Clusters of consonants are quite common in Czech. Some words have no vowels at all. A couple that I came across recently: brzd [ˈbr̩st] (break) and krb [kr̩p] (fireplace).
Brzd is the genitive plural of brzda (brake (in a vehicle)). Related words include: brzdit [ˈbr̩zɟɪt] (to break) and brzdný [ˈbr̩zdniː] (breaking).
Krb means fire, hearth, fireplace or ingle. Related words include: krbový (relating or pertaining to fireplaces), krbová deska (hearthstone) and krbové náčiní (fire irons).
Other vowelless words include:
- blb [ˈbl̩p] = wally (stupid person)
- chrp [ˈxr̩p] = of cornflowers
- drhl [ˈdr̩ɦl̩]= he scrubbed, scoured, rubbed
- hrkl [ˈɦr̩kl̩] = he rattled
- krk [kr̩k] = neck
- plch [pl̩x] = dormouse
- scvrkl [ˈst͡svr̩kl̩] = he shrank
- škrtl [ˈʃkr̩tl̩] = he cancelled, deleted, scratched
- vlk [vl̩k] = wolf
There are several tongue twisters made up of words like this:
- Strč prst skrz krk.
Stick your finger through your throat.
- Smrž pln skvrn zvlhl z mlh.
Morel full of stains got wet from the fog.

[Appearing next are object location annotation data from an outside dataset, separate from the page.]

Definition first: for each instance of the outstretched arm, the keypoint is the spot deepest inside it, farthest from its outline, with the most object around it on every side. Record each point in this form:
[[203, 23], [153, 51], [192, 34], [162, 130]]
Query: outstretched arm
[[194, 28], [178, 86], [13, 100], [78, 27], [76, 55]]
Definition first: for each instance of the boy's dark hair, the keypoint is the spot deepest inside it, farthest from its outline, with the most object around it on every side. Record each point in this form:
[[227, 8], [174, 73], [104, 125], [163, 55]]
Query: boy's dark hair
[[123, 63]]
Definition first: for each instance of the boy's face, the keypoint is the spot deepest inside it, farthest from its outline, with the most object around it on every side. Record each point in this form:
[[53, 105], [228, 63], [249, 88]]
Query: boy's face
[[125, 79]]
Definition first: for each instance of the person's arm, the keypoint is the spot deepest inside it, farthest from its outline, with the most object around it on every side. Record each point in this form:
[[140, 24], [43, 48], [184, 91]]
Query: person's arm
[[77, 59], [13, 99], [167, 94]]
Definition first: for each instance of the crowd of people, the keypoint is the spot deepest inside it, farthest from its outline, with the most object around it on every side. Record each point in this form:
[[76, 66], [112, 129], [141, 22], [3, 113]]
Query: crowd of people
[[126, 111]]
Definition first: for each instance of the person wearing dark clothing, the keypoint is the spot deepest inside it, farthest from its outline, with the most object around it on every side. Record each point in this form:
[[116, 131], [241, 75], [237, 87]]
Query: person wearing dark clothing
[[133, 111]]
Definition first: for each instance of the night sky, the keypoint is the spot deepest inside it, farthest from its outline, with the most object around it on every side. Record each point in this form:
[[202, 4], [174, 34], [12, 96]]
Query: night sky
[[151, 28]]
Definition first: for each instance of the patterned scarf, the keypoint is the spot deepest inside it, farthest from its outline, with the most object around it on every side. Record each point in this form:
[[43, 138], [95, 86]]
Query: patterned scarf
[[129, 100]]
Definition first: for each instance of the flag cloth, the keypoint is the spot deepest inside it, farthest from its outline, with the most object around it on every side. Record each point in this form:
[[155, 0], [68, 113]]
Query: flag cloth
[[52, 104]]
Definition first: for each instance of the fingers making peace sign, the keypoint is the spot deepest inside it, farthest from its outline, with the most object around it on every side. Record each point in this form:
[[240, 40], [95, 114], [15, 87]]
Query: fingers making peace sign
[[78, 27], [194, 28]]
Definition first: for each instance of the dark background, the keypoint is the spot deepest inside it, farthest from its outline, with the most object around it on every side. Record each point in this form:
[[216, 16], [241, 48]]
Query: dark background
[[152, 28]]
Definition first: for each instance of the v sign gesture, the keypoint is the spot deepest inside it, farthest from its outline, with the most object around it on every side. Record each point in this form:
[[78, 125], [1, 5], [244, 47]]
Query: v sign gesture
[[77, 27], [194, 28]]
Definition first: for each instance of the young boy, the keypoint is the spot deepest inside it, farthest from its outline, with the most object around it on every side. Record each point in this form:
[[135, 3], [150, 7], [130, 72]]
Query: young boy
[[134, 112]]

- Plch zdrhl skrz drn, prv zhltl čtvrthrst zrn.
A dormouse escaped through a turf; first it swallowed a quarter-handful of grain.
In fact, the r and l in these words funtion as semi-vowels, so you could say that they’re not really vowelless. This doesn’t make them any easier to pronounce.